Modality-Projection Universal Model for Comprehensive Full-Body Medical Imaging Segmentation
Yixin Chen, Lin Gao, Yajuan Gao, Rui Wang, Jingge Lian, Xiangxi Meng,, Yanhua Duan, Leiying Chai, Hongbin Han, Zhaoping Cheng, Zhaoheng Xie

TL;DR
This paper introduces MPUM, a universal deep learning model for full-body medical imaging segmentation that adapts to various modalities, improves accuracy, and enhances interpretability through a novel modality-projection strategy.
Contribution
The study presents a novel modality-projection approach enabling a universal model to effectively handle multiple medical imaging modalities with improved accuracy and interpretability.
Findings
Superior accuracy in anatomical segmentation across modalities
Effective identification of metabolic brain-body correlations
Enhanced model interpretability via saliency map visualization
Abstract
The integration of deep learning in medical imaging has shown great promise for enhancing diagnostic, therapeutic, and research outcomes.

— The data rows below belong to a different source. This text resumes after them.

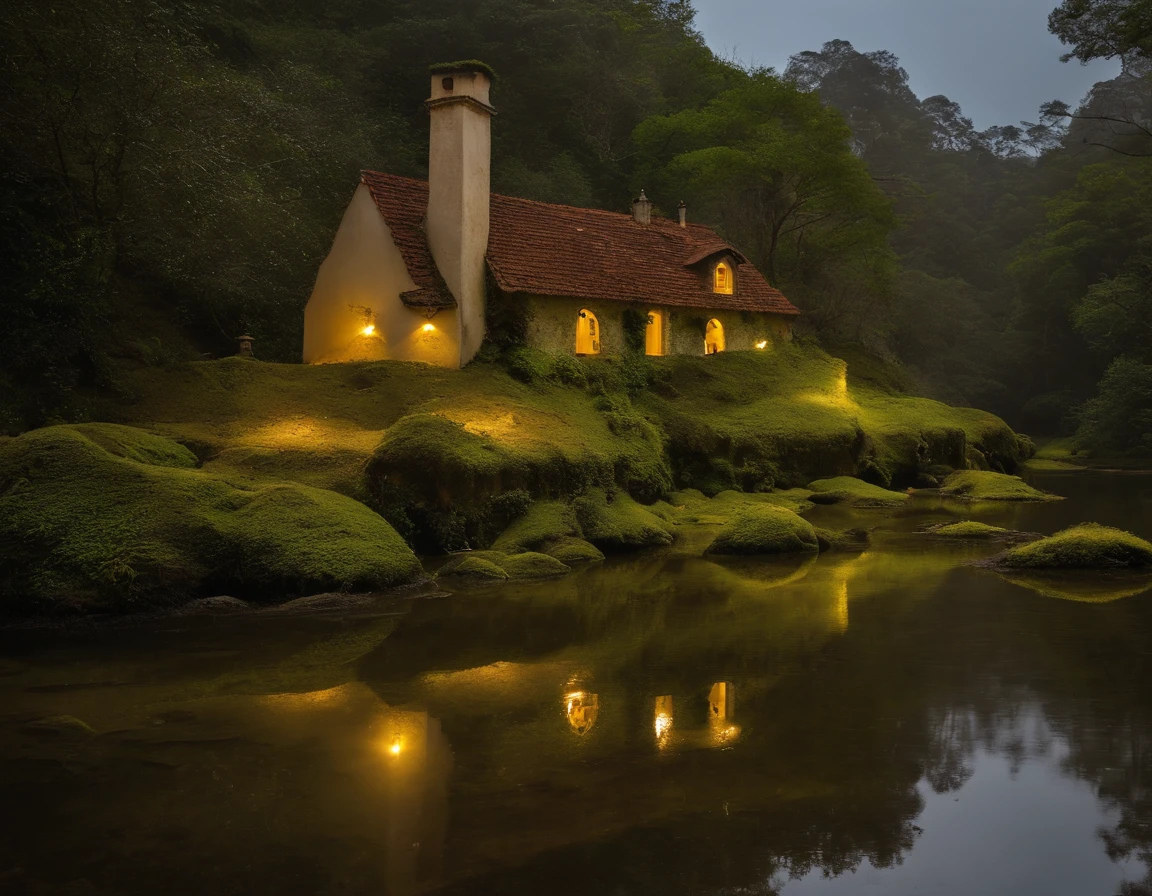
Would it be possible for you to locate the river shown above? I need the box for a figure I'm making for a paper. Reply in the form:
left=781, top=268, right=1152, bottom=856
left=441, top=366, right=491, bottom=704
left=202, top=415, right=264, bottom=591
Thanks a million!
left=0, top=473, right=1152, bottom=896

However, applying universal models across multiple modalities remains challenging due to the inherent variability in data characteristics. This study aims to introduce and evaluate a Modality Projection Universal Model (MPUM). MPUM employs a novel modality-projection strategy, which allows the model to dynamically adjust its parameters to optimize performance across different imaging modalities. The MPUM demonstrated superior accuracy in identifying anatomical structures, enabling precise quantification for improved clinical decision-making. It also identifies metabolic associations within the brain-body axis, advancing research on brain-body physiological correlations. Furthermore, MPUM's unique controller-based convolution layer enables…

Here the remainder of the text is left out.